The bottom drawer in the architect’s chest was stuck. Every night she caressed the knobs as if to fool them, dark fingers soothing the ivory, and then gave a single sudden yank. Tonight the thing slid out at last. In the drawer were some large, deckled drawing papers, facedown. She picked up the top one and turned it over.
It was a pencil-and-watercolor portrait of a little boy. The left side of the child’s face bulged like a potato, a blue and purple potato. It wasn’t swollen because someone had smacked him, wasn’t bruised either, the worst smack couldn’t do that, he had been born that way. The eye above the bulging cheek seemed okay. The right side of the face was ordinary. The lower lip was a rubbery ledge, bigger on the left than the right. The upper lip almost met the lower lip on the big side of the face and didn’t meet it at all on the other side. Spittle, she could see it, a few curly lines.
Boy’s costume was like Pinocchio’s: shorts, a honey-colored vest, a shirt, kneesocks. The black hair was thick and neatly parted. Somebody was taking care of him. He carried a toy boat. There was a friendly dog at his feet, exactly the color of the vest.
The portrait was signed with a date — five years ago — and the initials J.L. The father’s imagining, then.
Willa put Boy back in the drawer. She went into the living room. They liked her to join them there, just as they liked her to eat with them. They worried about everything — traffic, poisons in food, mosquitoes, whether she was happy.
Dr. Gurevich from across the street was talking, her eyes huge in her square face. “I will bar the door,” she rasped. “I will lie down in front of the bulldozer.” She leaned forward. “I will drill their evil skulls.”
Then she leaned back, as if to get away from her own popping eyes. Maybe she had the goiter. She wore her gray hair in a bun.
The father said, “I heard of a group practice, three men on East Twelfth Street. They’re looking for a fourth, and they’d prefer a woman.”
“East Twelfth Street?” Dr. Gurevich sat up straight again. “I belong here, on West Eighty-Fourth Street. The city has given me no satisfaction,” she added.
“The firm who owns your building hasn’t broken any laws,” the father said. “I looked into it, remember?”
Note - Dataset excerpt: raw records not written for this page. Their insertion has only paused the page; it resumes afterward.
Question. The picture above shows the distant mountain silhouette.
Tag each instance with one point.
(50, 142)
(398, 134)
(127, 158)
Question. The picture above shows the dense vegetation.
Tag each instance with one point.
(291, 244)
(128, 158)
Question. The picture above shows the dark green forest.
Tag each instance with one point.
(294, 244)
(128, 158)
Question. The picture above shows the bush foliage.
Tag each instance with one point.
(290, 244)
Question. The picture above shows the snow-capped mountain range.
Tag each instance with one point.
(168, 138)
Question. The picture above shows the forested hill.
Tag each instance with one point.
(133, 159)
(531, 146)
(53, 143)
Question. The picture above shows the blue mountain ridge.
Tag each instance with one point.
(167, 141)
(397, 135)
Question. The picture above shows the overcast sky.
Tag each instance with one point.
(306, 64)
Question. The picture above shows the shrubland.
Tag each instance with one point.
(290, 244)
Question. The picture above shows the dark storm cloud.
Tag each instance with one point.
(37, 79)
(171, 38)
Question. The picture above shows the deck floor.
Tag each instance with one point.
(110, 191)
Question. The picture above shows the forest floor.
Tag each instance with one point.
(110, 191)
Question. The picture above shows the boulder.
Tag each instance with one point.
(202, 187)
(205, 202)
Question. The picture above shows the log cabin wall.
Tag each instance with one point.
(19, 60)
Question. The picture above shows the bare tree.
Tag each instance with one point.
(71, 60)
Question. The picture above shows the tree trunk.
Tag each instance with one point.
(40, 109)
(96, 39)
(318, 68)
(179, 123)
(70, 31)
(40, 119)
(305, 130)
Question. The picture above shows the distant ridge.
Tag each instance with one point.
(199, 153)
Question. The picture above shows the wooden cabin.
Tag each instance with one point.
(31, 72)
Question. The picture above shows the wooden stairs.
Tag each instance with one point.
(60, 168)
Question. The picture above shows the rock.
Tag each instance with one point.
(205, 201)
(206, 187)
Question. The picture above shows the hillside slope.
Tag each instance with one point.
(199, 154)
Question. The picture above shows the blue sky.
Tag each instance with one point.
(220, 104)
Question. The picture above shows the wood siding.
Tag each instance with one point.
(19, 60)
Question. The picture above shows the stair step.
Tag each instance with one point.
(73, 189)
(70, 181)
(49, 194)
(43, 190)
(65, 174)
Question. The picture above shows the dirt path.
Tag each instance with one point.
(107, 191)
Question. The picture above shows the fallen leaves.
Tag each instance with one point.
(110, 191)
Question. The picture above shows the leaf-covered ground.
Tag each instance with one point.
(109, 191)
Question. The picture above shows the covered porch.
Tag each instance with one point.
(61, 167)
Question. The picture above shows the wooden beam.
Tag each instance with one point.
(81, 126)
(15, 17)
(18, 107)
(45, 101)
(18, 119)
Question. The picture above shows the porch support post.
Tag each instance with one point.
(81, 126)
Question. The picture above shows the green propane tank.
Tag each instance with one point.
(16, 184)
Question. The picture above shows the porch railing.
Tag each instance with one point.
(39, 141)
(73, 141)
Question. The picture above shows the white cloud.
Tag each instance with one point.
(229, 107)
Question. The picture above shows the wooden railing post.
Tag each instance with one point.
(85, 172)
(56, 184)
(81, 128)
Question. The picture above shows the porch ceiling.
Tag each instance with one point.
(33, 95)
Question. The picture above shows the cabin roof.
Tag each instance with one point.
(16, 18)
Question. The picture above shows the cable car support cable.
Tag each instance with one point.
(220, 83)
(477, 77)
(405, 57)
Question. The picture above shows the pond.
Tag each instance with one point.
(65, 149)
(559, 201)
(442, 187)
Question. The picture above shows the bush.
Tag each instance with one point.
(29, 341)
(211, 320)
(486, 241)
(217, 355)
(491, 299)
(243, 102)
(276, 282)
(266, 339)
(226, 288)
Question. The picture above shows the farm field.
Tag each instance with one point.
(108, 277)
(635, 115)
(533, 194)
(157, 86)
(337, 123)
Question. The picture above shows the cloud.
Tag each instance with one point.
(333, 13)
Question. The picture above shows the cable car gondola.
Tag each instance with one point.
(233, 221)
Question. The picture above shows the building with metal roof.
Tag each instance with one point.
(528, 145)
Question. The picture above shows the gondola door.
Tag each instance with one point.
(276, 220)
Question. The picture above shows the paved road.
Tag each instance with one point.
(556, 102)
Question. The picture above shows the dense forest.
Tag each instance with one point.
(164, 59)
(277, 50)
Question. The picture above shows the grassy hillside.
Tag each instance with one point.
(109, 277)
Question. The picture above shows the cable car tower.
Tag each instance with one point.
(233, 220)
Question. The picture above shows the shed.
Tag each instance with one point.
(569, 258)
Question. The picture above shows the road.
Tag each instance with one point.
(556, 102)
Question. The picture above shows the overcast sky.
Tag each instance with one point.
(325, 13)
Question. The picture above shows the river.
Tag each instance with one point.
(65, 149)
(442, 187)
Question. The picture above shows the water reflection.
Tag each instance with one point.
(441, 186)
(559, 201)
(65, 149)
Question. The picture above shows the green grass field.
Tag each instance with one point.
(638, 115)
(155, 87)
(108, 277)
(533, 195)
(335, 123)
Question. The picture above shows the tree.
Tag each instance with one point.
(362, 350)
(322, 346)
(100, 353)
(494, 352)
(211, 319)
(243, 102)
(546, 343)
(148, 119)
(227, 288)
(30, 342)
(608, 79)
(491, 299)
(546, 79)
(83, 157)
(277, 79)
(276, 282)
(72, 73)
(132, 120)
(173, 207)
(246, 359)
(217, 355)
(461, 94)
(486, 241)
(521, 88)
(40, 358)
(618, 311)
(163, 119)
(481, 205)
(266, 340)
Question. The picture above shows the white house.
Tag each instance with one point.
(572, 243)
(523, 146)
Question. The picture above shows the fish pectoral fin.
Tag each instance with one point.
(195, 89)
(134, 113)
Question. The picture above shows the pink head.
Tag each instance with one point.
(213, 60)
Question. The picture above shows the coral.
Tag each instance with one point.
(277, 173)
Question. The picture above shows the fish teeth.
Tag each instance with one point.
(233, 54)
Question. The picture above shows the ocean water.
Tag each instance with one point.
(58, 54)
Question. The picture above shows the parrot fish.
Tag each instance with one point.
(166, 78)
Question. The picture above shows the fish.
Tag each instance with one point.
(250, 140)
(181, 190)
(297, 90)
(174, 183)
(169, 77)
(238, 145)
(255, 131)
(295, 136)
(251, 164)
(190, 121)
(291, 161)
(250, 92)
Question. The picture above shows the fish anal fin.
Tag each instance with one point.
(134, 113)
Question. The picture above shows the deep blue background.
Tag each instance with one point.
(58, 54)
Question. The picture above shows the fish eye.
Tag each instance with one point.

Dr. Gurevich was being evicted from her narrow building across the street. She was a dentist, and lived and worked in her second-floor apartment. Willa had been brought to see it one day in June by the ten-year-old, who planned to be a dentist himself. Patients sat on a chair in a bay window. “See, Willa, this would be a dining room for a regular person,” the boy had explained. He climbed into the chair. “Dr. Gurevich doesn’t require a dining room,” he said, opening his mouth and baring his teeth. Then he said, “Wider, please. She eats her soups wherever she likes — sometimes on the fire escape. Spit, please.”
A firm had bought Dr. Gurevich’s house and the one next door, and sent notices that condominiums were to be built. The current occupants must leave by July 1.
Willa had watched July 1 come. She’d watched it go. The other tenants left. The dentist remained, along with the janitor, who lived in the basement. There wasn’t much work for him in the building, so he planted vegetables and fruits in the deserted back garden. Raspberries were just emerging.
“You could plant squash,” Willa said.
“We won’t last until squash,” he told her.
But tonight, Dr. Gurevich, raging in their living room, looked as if she would last forever.
There was a cheep from the end of the hall. The cheep came again; then again; then a rapid twittering of sounds.
Willa got up and walked down the long hall and went into the darkened bedroom. The five-year-old slumbered spread-eagled on his parents’ bed. She rested her palm briefly on his back. His bony face lay in profile on the pillow. The three older boys resembled the mother — sharp features, long mouths, narrow intelligent eyes. The little fat fourth looked like the father. “Each one starts out looking like Jack,” the mother had mentioned; and the father laughed: “All babies look like me.”